How to rewrite long query?

I have the following 2 tables:
items:
id int primary key
bla text
events:
id_items int
num int
when timestamp without time zone
ble text
composite primary key: id_items, num
and want to select to each item the most recent event (the newest 'when').
I wrote an request, but I don't know if it could be written more efficiently.
Also on PostgreSQL there is a issue with comparing Timestamp objects:
2010-05-08T10:00:00.123 == 2010-05-08T10:00:00.321
so I select with 'MAX(num)'
Any thoughts how to make it better? Thanks.

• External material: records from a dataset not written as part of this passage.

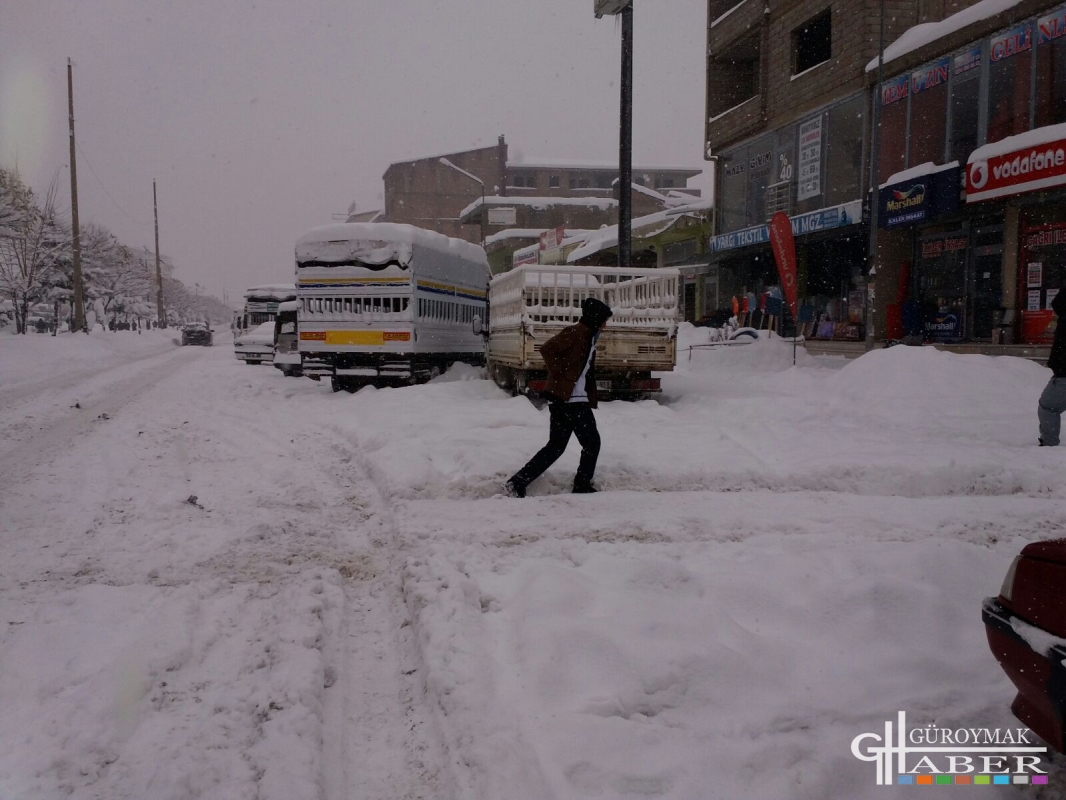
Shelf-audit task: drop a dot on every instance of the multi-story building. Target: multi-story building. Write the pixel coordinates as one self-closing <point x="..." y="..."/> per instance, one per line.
<point x="478" y="194"/>
<point x="978" y="99"/>
<point x="788" y="100"/>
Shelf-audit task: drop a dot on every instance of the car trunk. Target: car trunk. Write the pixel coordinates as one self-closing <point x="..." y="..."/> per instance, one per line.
<point x="1037" y="595"/>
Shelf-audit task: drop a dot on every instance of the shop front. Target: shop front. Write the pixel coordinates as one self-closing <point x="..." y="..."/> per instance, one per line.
<point x="830" y="252"/>
<point x="1021" y="181"/>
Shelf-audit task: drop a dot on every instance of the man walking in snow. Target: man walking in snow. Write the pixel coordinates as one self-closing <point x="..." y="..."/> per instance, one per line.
<point x="1053" y="400"/>
<point x="570" y="357"/>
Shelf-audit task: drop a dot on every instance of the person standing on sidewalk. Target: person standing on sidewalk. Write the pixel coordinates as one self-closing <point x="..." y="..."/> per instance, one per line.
<point x="1053" y="400"/>
<point x="570" y="389"/>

SELECT i.*, ea.* FROM items AS i JOIN
( SELECT t.s AS t_s, t.c AS t_c, max(e.num) AS o FROM events AS e JOIN
( SELECT DISTINCT id_item AS s, MAX(when) AS c FROM events GROUP BY s ORDER BY c ) AS t
ON t.s = e.id_item AND e.when = t.c GROUP BY t.s, t.c ) AS tt
ON tt.t_s = i.id JOIN events AS ea ON ea.id_item = tt.t_s AND ea.cas = tt.t_c AND ea.num = tt.o;
EDIT: had bad data, sorry, my bad, however thanks for finding better SQL query
SELECT (i).*, (e).*
FROM (
SELECT i,
(
SELECT e
FROM events e
WHERE e.id_items = i.id
ORDER BY
when DESC
LIMIT 1
) e
FROM items i
) q
If you're using 8.4:
select * from (
select item.*, event.*,
row_number() over(partition by item.id order by event."when" desc) as row_number
from items item
join events event on event.id_items = item.id
) x where row_number = 1
For this kind of joins, I prefer the DISTINCT ON syntax (example).

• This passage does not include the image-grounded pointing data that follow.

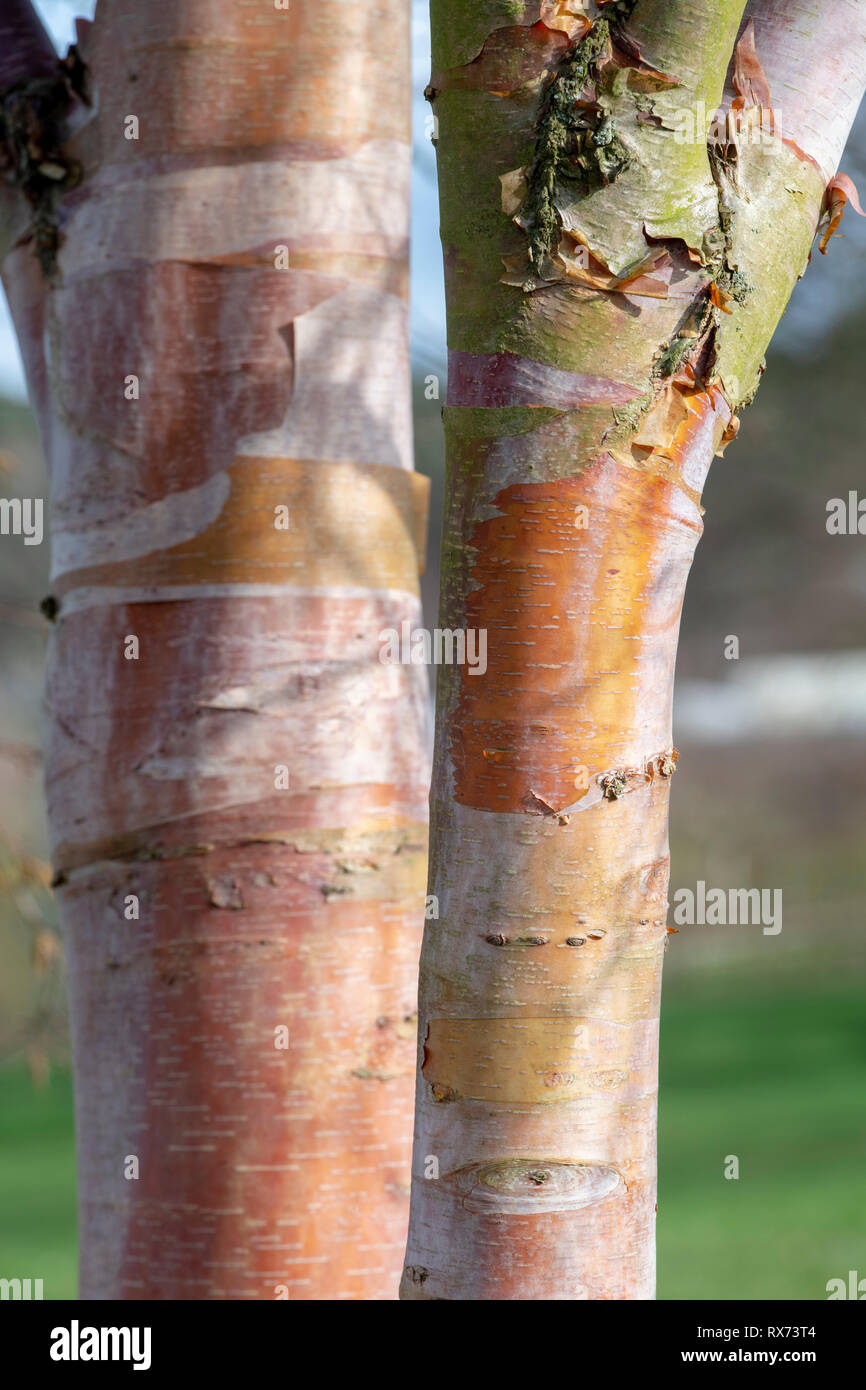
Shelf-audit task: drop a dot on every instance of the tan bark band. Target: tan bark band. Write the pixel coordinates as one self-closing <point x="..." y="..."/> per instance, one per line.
<point x="296" y="521"/>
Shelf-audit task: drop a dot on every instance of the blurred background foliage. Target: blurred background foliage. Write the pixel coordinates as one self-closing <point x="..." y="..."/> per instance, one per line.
<point x="763" y="1037"/>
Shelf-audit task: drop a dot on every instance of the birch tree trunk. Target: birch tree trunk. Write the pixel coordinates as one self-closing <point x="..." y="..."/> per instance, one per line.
<point x="612" y="284"/>
<point x="216" y="346"/>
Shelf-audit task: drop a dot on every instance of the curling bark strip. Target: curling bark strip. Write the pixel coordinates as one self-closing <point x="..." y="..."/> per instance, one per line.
<point x="610" y="293"/>
<point x="263" y="1171"/>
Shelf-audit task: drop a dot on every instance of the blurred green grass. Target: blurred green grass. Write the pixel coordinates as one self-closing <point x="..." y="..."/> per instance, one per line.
<point x="773" y="1077"/>
<point x="38" y="1228"/>
<point x="777" y="1080"/>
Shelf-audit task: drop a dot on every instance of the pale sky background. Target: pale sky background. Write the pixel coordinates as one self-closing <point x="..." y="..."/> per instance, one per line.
<point x="833" y="287"/>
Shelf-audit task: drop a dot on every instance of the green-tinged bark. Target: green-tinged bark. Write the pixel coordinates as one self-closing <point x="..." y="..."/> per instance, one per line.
<point x="612" y="287"/>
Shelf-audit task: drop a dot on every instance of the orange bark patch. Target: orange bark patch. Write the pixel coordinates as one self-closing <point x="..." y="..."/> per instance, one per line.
<point x="578" y="622"/>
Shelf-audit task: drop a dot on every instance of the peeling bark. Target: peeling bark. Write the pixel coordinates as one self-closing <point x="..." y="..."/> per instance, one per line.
<point x="264" y="1171"/>
<point x="577" y="449"/>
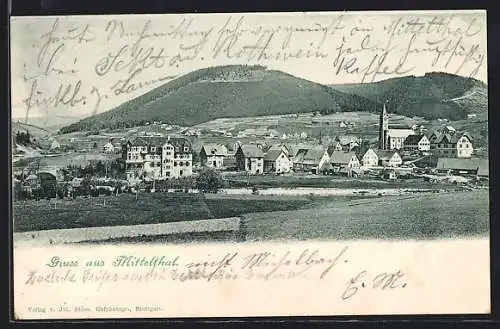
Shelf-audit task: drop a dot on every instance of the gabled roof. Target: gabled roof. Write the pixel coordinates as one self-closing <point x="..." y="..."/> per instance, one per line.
<point x="385" y="154"/>
<point x="293" y="149"/>
<point x="362" y="151"/>
<point x="214" y="149"/>
<point x="314" y="154"/>
<point x="398" y="126"/>
<point x="453" y="138"/>
<point x="346" y="139"/>
<point x="278" y="147"/>
<point x="178" y="143"/>
<point x="463" y="164"/>
<point x="413" y="139"/>
<point x="273" y="155"/>
<point x="251" y="151"/>
<point x="341" y="157"/>
<point x="400" y="132"/>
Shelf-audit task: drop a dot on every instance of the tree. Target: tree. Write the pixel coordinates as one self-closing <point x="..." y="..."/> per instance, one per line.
<point x="209" y="180"/>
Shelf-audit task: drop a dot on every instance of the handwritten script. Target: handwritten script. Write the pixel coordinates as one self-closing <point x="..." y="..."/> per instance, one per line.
<point x="310" y="264"/>
<point x="94" y="64"/>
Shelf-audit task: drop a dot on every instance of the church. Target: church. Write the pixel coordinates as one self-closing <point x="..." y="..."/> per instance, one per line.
<point x="392" y="137"/>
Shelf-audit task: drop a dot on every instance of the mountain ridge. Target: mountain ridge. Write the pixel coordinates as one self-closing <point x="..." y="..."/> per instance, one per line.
<point x="234" y="91"/>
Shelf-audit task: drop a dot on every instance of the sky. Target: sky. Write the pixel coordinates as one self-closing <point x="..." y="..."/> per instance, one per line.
<point x="81" y="65"/>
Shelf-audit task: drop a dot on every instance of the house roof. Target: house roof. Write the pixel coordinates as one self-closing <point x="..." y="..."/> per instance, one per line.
<point x="341" y="157"/>
<point x="273" y="155"/>
<point x="214" y="149"/>
<point x="178" y="143"/>
<point x="452" y="138"/>
<point x="293" y="149"/>
<point x="464" y="164"/>
<point x="346" y="139"/>
<point x="399" y="126"/>
<point x="251" y="151"/>
<point x="278" y="147"/>
<point x="385" y="154"/>
<point x="413" y="139"/>
<point x="314" y="154"/>
<point x="400" y="132"/>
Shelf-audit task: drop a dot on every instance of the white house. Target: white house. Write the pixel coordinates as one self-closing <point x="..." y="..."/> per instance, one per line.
<point x="369" y="158"/>
<point x="212" y="155"/>
<point x="452" y="144"/>
<point x="388" y="158"/>
<point x="250" y="158"/>
<point x="158" y="158"/>
<point x="55" y="145"/>
<point x="109" y="147"/>
<point x="340" y="159"/>
<point x="276" y="161"/>
<point x="311" y="159"/>
<point x="397" y="136"/>
<point x="417" y="142"/>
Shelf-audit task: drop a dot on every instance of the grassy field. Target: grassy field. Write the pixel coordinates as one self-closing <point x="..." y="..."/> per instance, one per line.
<point x="419" y="216"/>
<point x="149" y="208"/>
<point x="263" y="181"/>
<point x="425" y="216"/>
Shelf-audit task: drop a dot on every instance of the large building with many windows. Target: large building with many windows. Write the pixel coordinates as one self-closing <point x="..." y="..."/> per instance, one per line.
<point x="158" y="158"/>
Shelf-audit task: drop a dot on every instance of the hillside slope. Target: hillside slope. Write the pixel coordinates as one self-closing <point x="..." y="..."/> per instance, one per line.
<point x="435" y="95"/>
<point x="223" y="92"/>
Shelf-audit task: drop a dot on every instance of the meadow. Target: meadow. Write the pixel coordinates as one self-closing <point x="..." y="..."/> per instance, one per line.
<point x="148" y="208"/>
<point x="417" y="216"/>
<point x="423" y="216"/>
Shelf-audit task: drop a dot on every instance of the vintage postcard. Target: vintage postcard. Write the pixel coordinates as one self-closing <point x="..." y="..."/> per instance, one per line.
<point x="250" y="164"/>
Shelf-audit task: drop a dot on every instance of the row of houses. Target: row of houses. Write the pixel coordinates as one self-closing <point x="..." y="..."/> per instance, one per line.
<point x="255" y="159"/>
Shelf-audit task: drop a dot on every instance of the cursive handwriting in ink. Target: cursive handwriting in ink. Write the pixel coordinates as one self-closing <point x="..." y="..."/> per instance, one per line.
<point x="381" y="281"/>
<point x="127" y="85"/>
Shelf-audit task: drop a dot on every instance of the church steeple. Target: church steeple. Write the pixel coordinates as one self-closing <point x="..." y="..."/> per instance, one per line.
<point x="383" y="128"/>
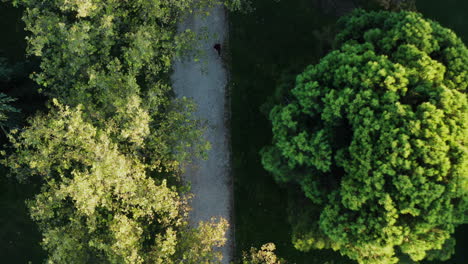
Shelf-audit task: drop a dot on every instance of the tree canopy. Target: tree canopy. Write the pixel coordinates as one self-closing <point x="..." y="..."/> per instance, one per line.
<point x="109" y="150"/>
<point x="375" y="135"/>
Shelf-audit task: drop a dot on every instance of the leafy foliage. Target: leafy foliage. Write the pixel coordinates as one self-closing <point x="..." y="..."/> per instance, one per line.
<point x="113" y="58"/>
<point x="97" y="204"/>
<point x="109" y="152"/>
<point x="375" y="135"/>
<point x="266" y="255"/>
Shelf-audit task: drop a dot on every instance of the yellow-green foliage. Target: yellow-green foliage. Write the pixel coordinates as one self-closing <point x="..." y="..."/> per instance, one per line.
<point x="113" y="57"/>
<point x="375" y="135"/>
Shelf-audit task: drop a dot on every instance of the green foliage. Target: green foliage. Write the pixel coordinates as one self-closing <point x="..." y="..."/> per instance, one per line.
<point x="109" y="155"/>
<point x="113" y="58"/>
<point x="97" y="204"/>
<point x="6" y="72"/>
<point x="375" y="135"/>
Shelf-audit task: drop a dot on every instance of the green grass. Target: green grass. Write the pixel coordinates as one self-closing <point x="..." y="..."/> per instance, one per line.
<point x="19" y="237"/>
<point x="279" y="37"/>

It's a Postgresql extension (not SQL standard syntax), but it comes very handy:
SELECT DISTINCT ON (it.id)
it.*, ev.*
FROM items it, events ev
WHERE ev.id_items = it.id
ORDER by it.id, ev.when DESC;
You can't beat that, on terms of simplicity and readability.

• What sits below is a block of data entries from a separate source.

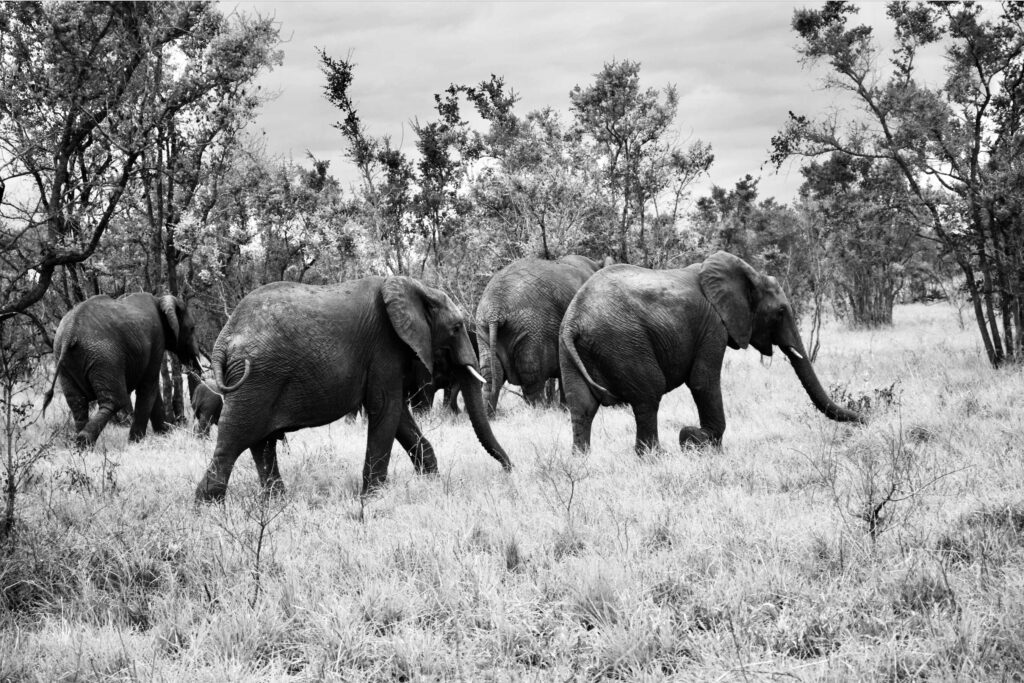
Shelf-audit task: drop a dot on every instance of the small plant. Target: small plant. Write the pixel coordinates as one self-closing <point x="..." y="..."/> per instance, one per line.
<point x="869" y="478"/>
<point x="562" y="475"/>
<point x="864" y="401"/>
<point x="18" y="358"/>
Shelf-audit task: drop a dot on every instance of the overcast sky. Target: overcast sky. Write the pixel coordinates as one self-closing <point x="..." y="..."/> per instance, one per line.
<point x="734" y="65"/>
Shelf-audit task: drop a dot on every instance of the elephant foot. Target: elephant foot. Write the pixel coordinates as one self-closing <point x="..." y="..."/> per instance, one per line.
<point x="695" y="436"/>
<point x="371" y="486"/>
<point x="274" y="487"/>
<point x="210" y="491"/>
<point x="84" y="440"/>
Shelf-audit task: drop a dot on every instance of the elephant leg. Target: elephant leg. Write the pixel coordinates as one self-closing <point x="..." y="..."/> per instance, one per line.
<point x="646" y="419"/>
<point x="78" y="404"/>
<point x="494" y="386"/>
<point x="265" y="458"/>
<point x="712" y="416"/>
<point x="108" y="408"/>
<point x="148" y="408"/>
<point x="382" y="418"/>
<point x="202" y="424"/>
<point x="416" y="444"/>
<point x="534" y="392"/>
<point x="583" y="408"/>
<point x="214" y="483"/>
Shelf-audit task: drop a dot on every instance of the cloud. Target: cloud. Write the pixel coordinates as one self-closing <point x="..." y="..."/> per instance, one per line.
<point x="733" y="62"/>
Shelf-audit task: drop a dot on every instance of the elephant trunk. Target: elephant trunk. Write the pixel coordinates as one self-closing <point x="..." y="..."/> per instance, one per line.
<point x="493" y="357"/>
<point x="477" y="415"/>
<point x="813" y="387"/>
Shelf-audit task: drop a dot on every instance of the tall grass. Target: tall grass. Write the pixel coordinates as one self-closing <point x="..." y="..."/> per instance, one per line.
<point x="770" y="557"/>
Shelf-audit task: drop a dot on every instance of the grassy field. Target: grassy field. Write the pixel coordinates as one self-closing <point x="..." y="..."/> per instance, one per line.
<point x="802" y="550"/>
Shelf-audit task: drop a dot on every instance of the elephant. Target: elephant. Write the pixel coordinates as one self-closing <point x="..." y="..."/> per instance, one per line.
<point x="517" y="322"/>
<point x="207" y="404"/>
<point x="107" y="348"/>
<point x="631" y="335"/>
<point x="296" y="355"/>
<point x="426" y="386"/>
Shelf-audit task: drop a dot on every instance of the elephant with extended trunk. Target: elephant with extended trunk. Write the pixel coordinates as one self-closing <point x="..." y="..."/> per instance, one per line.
<point x="107" y="348"/>
<point x="299" y="355"/>
<point x="631" y="335"/>
<point x="517" y="322"/>
<point x="426" y="385"/>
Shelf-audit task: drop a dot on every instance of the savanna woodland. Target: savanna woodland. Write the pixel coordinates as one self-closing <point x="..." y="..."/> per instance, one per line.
<point x="889" y="548"/>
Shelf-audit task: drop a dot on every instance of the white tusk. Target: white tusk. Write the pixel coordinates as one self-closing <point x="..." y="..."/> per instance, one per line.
<point x="478" y="376"/>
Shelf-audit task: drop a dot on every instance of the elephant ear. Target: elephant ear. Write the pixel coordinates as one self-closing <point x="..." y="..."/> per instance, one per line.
<point x="406" y="302"/>
<point x="731" y="285"/>
<point x="169" y="306"/>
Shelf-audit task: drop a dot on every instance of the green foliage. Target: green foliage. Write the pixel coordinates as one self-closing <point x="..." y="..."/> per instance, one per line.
<point x="866" y="224"/>
<point x="630" y="130"/>
<point x="956" y="144"/>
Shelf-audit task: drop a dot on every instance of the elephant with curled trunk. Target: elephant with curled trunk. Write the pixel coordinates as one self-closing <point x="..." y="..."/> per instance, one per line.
<point x="299" y="355"/>
<point x="107" y="348"/>
<point x="517" y="322"/>
<point x="631" y="335"/>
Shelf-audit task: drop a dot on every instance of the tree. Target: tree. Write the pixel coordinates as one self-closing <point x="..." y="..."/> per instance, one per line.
<point x="221" y="59"/>
<point x="630" y="127"/>
<point x="869" y="225"/>
<point x="543" y="197"/>
<point x="956" y="144"/>
<point x="76" y="114"/>
<point x="386" y="175"/>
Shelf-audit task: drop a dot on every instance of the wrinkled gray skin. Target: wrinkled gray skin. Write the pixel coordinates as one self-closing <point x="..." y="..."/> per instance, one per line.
<point x="298" y="355"/>
<point x="206" y="404"/>
<point x="425" y="386"/>
<point x="107" y="348"/>
<point x="631" y="335"/>
<point x="517" y="323"/>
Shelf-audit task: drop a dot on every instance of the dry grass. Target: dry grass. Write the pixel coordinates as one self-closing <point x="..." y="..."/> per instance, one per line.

That query assumes that every item has at least one event. If not, and if you want all
events, you'll need an outer join:
SELECT DISTINCT ON (it.id)
it.*, ev.*
FROM items it LEFT JOIN events ev
ON ev.id_items = it.id
ORDER BY it.id, ev.when DESC;
BTW: There is no "timestamp issue" in Postgresql, perhaps you should change the title.